Lubchenco to Leave NOAA in February
Jane Lubchenco, Under Secretary of Commerce for Oceans and Atmosphere and Administrator of the National Oceanic and Atmospheric Administration (NOAA), is leaving NOAA to return to academia in February.
Lubchenco reportedly made the announcement in an email to NOAA employees. According to a NOAA organizational chart, of the three positions directly under the Administrator — two Deputy Administrators and a Chief Scientist– two are vacant. Only the Assistant Secretary for Enviromental Observation & Prediction and Deputy Administrator job is filled at the moment. Former astronaut Kathy Sullivan serves in that role.
Lubchenco is a highly respected marine ecologist who was a professor at Harvard from 1975-1977 and then at Oregon State University until her appointment with the government. Her years at NOAA, however, have been marked by controversy over the agency’s management of its satellite programs and unrelated matters such as financial misconduct by the head of the National Weather Service.

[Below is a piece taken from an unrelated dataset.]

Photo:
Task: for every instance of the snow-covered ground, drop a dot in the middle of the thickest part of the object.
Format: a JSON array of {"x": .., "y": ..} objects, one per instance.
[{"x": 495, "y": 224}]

The collapse of the National Polar-orbiting Operational Environmental Satellite System (NPOESS) program and the need for NOAA to initiate a restructured program in which it must pay for the replacement Joint Polar Satellite System (JPSS) instead of sharing costs with the Department of Defense is straining NOAA’s resources. JPSS and its cousin, the Geostationary Operational Environmental Satellite (GOES) system, plus a few other smaller environmental satellites, now consume approximately 40 percent of NOAA’s budget. Congressional skepticism that NOAA learned the appropriate lessons from the NPOESS failure led the Senate Appropriations Committee to recommend that all of NOAA’s satellite programs be transferred to NASA. Action is pending on that recommendation.
It is not at all unusual for high level political appointees like Lubchenco to depart after a President’s first term.